Sunday will be the Fourth of July; the celebration for our country’s declaration of independence from the rule of monarchy of Great Britain. It is one of my favorite holidays. I love this country. I stand in awe of the brilliance of the founding fathers, I marvel at the strength and simplicity of the Constitution they scribed, and I cherish the liberty that came of their struggle.
It is a blessing to live in this country—a blessing that many Americans have been lax to appreciate and honor. I think the current attempts to twist this country’s foundational principles have brought a drowsing population awake. City and country Americans alike are renewing their commitment to the tenets of the original Constitutional concepts; they’re speaking out against a transforming of this nation’s purpose; they’re reevaluating their own virtue and values.
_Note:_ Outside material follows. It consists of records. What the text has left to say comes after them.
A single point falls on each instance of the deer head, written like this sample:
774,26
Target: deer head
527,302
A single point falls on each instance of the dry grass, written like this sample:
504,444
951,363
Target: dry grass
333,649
Samuel Adams said: “Neither the wisest constitution nor the wisest laws will secure the liberty and happiness of a people whose manners are universally corrupt. He therefore is the truest friend of the liberty of his country who tries most to promote its virtue.” Adams also said: “We have no government armed with power capable of contending with human passions unbridled by morality and religion. Avarice, ambition, revenge, or gallantry would break the strongest cords of our constitution as a whale goes through a net. Our Constitution was made only for a moral and religious people. It is wholly inadequate to the government of any other.”
George Washington referred to religion and morality as the “great Pillars of human happiness.”
My voice is small, but I concur with these great men who pledged their lives, property, and sacred honor, that in order for America to remain good, her people must be good.
As I pledge allegiance to the flag, this Fourth of July, I will also pledge to be a better person. One by one we can set America back on a path of greatness.